I recently came across this video on David Wee’s Blog.
This video really stuck with me and inspired me to think about how we can create Mathland in our classrooms and schools. We live in a mathematically rich world but I often find that unless students use a mathematical lens in which to look at it the math remains unseen. I think it would be like living in France but only interacting with people who speak English. You never would get the whole experience.
So how can we help students to see Mathland?

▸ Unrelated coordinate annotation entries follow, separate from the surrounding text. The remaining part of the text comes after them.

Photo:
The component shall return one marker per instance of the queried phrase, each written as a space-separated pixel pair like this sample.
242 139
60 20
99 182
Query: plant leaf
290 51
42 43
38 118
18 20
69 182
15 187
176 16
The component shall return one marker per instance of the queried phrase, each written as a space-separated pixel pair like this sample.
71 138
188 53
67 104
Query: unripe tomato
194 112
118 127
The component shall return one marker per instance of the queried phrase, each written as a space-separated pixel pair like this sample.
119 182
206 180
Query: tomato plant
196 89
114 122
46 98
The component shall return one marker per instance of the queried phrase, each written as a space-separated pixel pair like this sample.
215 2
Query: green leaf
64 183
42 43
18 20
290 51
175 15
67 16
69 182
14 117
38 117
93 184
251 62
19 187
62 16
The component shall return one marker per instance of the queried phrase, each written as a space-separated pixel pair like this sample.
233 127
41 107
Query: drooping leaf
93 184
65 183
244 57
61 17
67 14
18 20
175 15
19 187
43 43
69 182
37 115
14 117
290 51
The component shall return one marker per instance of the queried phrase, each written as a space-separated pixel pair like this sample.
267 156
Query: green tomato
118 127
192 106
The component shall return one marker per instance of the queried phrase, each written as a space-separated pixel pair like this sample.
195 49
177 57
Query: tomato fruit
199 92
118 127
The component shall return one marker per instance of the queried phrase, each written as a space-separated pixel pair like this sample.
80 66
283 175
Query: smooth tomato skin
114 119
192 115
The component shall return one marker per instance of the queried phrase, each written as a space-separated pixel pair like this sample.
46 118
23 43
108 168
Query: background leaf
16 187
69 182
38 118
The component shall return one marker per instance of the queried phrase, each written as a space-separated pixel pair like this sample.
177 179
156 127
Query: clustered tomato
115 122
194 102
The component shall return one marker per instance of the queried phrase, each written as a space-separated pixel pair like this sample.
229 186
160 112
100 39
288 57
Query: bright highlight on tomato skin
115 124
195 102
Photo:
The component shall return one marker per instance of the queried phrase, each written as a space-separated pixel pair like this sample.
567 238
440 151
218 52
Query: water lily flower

Building on the comparison of learning math and learning French I started asking myself how teachers teach French so that students can become functional, fluent adults… without shipping everyone to a French-speaking province or country. In our division the way we do this is through immersion education. French Immersion requires that teachers “consistently reflect in his or her classroom and practice a fundamental understanding of French Immersion Education regardless of the grade level or subject matter being taught.” (Saskatchewan Ministry of Education). French is taught in all subject areas, connections are fostered, classroom spaces reflect an immersion of language, students interact with the language in and out of the classroom, cooperative language rich opportunities are provided, students quite simply are immersed in French. This environment may not be the same as going to Quebec or France but it is the next best thing.

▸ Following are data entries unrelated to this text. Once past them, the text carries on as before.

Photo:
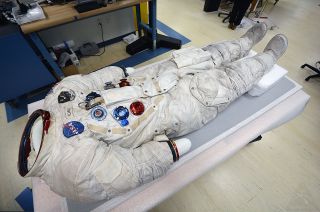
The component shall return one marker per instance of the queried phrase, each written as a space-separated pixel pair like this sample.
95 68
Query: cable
104 47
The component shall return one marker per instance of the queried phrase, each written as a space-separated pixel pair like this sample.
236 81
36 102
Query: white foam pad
267 81
183 145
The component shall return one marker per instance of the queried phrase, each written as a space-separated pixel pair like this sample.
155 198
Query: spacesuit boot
277 46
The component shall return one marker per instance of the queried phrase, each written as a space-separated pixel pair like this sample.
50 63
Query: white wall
115 24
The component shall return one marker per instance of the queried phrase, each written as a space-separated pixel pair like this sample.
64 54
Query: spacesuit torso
109 131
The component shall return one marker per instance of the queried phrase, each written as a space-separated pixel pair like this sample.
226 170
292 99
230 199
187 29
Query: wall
115 24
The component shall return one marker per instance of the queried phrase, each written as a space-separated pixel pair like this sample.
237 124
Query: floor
279 173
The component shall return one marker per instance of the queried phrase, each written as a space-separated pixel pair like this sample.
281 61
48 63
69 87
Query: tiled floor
280 173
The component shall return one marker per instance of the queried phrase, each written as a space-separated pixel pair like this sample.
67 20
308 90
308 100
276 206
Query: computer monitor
83 1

The question now becomes can we create a Math Immersion environment? Can students begin to see the math in all subject areas, and foster connections? Can our classroom spaces reflect an immersion in math? Can students interact with math in and out of the classroom? Can we provide opportunities for rich cooperative mathematical experiences? Can we immersed our students in Math? This environment could provide our students with the lens they need to see that they ARE living in Mathland!
“If we all learned mathematics in math land, we would all learn mathematics perfectly well.” ~ Seymour Papert.